Winter (1990) speculated that Fraser syndrome is a human equivalent of the 'blebbed' phenotype in the mouse, which has been associated with mutations in at least 5 loci, including bl (Darling and Gossler, 1994). McGregor et al. (2003) screened DNA from bl/bl mice and identified a mutation in the Fras1 gene that resulted in premature protein termination. Thus, the bl mouse is a model for Fraser syndrome in humans.

Vrontou et al. (2003) showed that bl/bl homozygous embryos were devoid of Fras1 protein, consistent with the finding that Fras1 is mutated in these mice. The data suggested that perturbations in the composition of extracellular space underlying epithelia can account for the onset of the blebbed phenotype in mice and Fraser syndrome in humans.

Takamiya et al. (2004) presented data indicating that glutamate receptor-interacting protein-1 (GRIP1; 604597) is required for normal cell-matrix interactions during early embryonic development and that inactivation of Grip1 causes Fraser syndrome-like defects in mice.

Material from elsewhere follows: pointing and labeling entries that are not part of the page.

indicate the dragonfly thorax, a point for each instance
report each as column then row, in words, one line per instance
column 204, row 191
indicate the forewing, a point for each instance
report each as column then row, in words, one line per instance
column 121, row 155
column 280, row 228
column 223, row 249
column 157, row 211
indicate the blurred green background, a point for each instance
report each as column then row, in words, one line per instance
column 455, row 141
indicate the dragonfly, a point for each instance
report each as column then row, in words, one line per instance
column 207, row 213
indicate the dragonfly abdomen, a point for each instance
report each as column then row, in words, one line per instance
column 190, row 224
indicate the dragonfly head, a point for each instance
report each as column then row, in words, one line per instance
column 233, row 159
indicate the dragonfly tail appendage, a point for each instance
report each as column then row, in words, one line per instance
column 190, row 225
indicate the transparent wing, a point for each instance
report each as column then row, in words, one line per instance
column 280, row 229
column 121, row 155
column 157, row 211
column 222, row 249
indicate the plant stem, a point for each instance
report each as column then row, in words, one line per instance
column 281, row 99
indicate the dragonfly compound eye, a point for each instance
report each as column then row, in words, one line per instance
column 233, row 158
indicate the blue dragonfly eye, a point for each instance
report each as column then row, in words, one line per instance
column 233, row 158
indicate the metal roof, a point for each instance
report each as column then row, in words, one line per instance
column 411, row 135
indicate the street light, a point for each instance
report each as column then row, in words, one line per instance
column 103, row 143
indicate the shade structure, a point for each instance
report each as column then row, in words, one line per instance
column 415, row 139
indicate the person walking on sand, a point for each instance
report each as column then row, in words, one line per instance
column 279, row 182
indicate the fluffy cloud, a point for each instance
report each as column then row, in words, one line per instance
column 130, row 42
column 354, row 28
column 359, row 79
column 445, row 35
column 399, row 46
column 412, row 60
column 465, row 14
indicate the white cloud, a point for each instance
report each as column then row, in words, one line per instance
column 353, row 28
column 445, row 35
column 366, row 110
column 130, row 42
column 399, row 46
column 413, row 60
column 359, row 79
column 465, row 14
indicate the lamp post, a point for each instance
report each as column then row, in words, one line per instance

Kiyozumi et al. (2006) showed that Grip1-mutant 'eye blebs' (eb) mice had reduced localization of Fras1, Frem1 (608944), and Frem2 to epidermal basement membranes.

To investigate the cause of Fraser syndrome not linked to FRAS1, Jadeja et al. (2005) carried out linkage analysis in the mouse 'myelencephalic blebs' (my) strain, which shows a phenotype similar to that of Fras1-mutant mice. The authors mapped the my phenotype to the Frem2 gene and showed that a Frem2 gene trap mutation was allelic to my.

Kiyozumi et al. (2006) found that my/my mice had reduced localization of Frem2, as well as Fras1 and Frem1, to epidermal basement membranes. Frem1-knockout mice had reduced expression of Fras1 and Frem2 at the basement membrane. When coexpressed and secreted by transfected cells, these proteins formed a ternary complex, raising the possibility that their reciprocal stabilization at the basement membrane was due to complex formation. Kiyozumi et al. (2006) suggested that coordinated assembly of the 3 Fraser syndrome-associated proteins at the basement membrane is instrumental in epidermal-dermal interactions during morphogenetic processes.

History

Gattuso et al. (1987) quoted Warkany (1971) as citing the description by Pliny the Elder in the first century A.D. of a family with 3 children born with a membrane over the eye.

Elcioglu and Berry (2000) described Fraser syndrome in a museum specimen at Guy's Hospital. The specimen had been acquired about 10 years before the description of the entity by Fraser (1962).

On the occasion of the retirement of George Fraser, Reardon (1997) provided a biographical and historical note on Fraser's contributions to clinical genetics.